The rechargeable battery uses very different technology than the traditional battery, hiding its secrets under the floor of the electric car. Having recently been brought into use in modern electric vehicles, the lithium-ion battery now offers ample range and excellent durability. Read on for more about the lifespan of this vital component and contributing factors.
First of all, it’s important to understand that there is not just one type of battery. These days, most vehicles use a lithium-ion model, similar to that which powers laptops and smartphones. But the battery used in electric cars has a much greater capacity!
The lifespan is stated in cycles, i.e. the number of charge/drain cycles that the battery can withstand. Depending on the type of lithium-ion battery, the number of cycles that it can take is between 1,000 and 1,500. So, if you drive a Renault ZOE every day with an average trip length of 30 km and charge the battery weekly, it will last more than 20 years. Some may question this theory with the opinion that electric cars are too new to be able to make such claims, but tests on rechargeable battery technology already show that the batteries lose very little capacity over time.
The lifespan of an electric car battery doesn’t mean that it stops dead once spent. Instead, it means a loss of capacity, which declines gradually throughout the battery’s utilization. Below a certain percentage – 75% for Renault, for example – the decline in range is deemed too great compared to its initial capacity. These days it is estimated that a battery reaches this point after 8 to 10 years, which is why the battery’s warranty term is often of a similar length. But the technology is improving all the time, so this term will get significantly longer going forwards.
But this doesn’t mean that spent batteries get thrown away or forgotten. First of all, their materials can be recycled. But they can also get a new lease on life: after serving as an automotive component, there’s also life as a power pack.
For example, as part of the circular economy, Renault reuses certain battery packs to store renewable energy from wind turbines or solar panels in Belle-Île-en-Mer and Porto Santo. They are used, for example, to power forklift trucks and store energy to alleviate power outages and take the place of generators.
The rules of charging an electric car battery are the same as those for a smartphone battery. Charging the battery from 0 to 100% lessens its total capacity and consequently shortens its lifespan. It is therefore imperative not to let the level of charge drop below 10% or exceed 90%, with general advice being to only charge between 30 et 80% as much as possible.
The type of charge also has an impact on the battery. Fast charging delivers a large amount of energy in a short space of time, but has long-term detrimental effects. So, for the good of an electric car, it’s better to opt for slow low-voltage charging at home over ultra-fast charging stations.
Quick top-ups are best, which is fortunate since electric cars increasingly use regenerative energy systems. When slowing down or braking, the vehicle generally absorbs enough energy to charge the battery by a few percent, but this can reach 10% under certain conditions (in mountainous areas). This is enough to reduce big charges a little and lengthen the lifespan.

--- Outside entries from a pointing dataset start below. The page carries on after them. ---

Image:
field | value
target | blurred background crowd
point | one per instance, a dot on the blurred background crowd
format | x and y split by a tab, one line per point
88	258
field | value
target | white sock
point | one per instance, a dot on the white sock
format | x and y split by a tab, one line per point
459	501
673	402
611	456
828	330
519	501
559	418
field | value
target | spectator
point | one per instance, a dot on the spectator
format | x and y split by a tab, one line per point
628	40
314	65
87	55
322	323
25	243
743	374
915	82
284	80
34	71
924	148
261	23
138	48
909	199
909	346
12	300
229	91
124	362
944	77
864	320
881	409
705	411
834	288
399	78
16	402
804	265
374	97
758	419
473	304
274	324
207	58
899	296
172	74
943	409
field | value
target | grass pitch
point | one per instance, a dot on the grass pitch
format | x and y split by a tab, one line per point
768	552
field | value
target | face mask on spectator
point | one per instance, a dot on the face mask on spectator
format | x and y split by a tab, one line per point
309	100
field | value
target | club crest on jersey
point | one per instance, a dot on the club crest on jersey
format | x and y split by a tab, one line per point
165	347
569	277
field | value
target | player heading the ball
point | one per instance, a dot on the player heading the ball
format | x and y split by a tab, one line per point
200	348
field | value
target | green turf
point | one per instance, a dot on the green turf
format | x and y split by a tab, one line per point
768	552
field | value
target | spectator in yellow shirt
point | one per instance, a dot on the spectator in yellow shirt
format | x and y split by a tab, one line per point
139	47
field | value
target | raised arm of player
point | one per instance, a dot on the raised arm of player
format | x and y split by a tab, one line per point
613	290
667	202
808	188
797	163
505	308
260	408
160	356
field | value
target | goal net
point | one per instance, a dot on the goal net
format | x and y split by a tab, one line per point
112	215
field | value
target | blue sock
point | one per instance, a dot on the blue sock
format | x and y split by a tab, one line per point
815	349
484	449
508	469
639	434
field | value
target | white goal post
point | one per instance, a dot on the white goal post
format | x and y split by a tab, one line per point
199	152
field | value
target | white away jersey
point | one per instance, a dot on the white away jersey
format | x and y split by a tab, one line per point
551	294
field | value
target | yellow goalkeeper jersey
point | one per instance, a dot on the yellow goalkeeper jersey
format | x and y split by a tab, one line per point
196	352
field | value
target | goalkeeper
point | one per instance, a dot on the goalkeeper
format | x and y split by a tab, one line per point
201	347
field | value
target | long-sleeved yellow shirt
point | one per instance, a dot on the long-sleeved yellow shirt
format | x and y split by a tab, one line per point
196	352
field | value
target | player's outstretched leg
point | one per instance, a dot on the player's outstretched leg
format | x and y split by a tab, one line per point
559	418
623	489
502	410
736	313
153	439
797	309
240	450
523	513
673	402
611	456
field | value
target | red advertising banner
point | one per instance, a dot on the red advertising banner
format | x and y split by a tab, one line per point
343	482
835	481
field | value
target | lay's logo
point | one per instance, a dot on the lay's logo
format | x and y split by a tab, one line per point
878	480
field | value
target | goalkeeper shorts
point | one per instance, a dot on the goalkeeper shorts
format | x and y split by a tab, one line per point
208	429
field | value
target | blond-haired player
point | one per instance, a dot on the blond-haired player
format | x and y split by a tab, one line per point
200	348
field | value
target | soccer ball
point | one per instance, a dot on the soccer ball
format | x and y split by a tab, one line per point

Remember that temperature has a big impact on the battery. Too hot, and the battery’s capacity plummets permanently. Fortunately, there’s a cooling system around the battery packs to counter the effects of extreme heat. In cold weather, the range is shortened, but this doesn’t affect lifespan.
It’s also important to know that the stated capacity of the battery doesn’t necessarily apply in practical terms. Manufacturers keep a certain percentage of battery capacity ring-fenced to prevent extreme charging and maximize lifespan. So there’s a difference of several percent between usable and theoretical charge, and it varies between brands. For example, Renault states usable capacity, as with the 50 kW of New ZOE.
The capacity of the installed battery pack is a very important variable which impacts lifespan. To cover the same distance, a 20 kWh battery will logically need charging twice as often as a 40 kWh battery. So with fewer cycles, lifespan is lengthened.
Will the future be all about “solid-state batteries“? They distinguish from lithium-ion batteries by solid – and not lquid – electrolytes, which confer greater energy storage capacities, but are not without drawbacks.
Further improvements can be made to the batteries, in particular to resolve possible overheating problems and to mitigate the risks in case of accidents. The higher capacity will also make it possible to reduce the number of charge/drain cycles, and thus lengthen the battery’s lifespan.
With a lifespan of over two decades, an electric car battery is very resistant. Its lifespan can be even longer if you are careful to charge only partially and at low voltage. This way, the battery boasts a very small carbon footprint in use, over an increasingly consistent lifetime in the vehicle. If a second life is added, outside the vehicle, to store green electricity from intermittent renewable sources, then the battery demonstrates its full potential.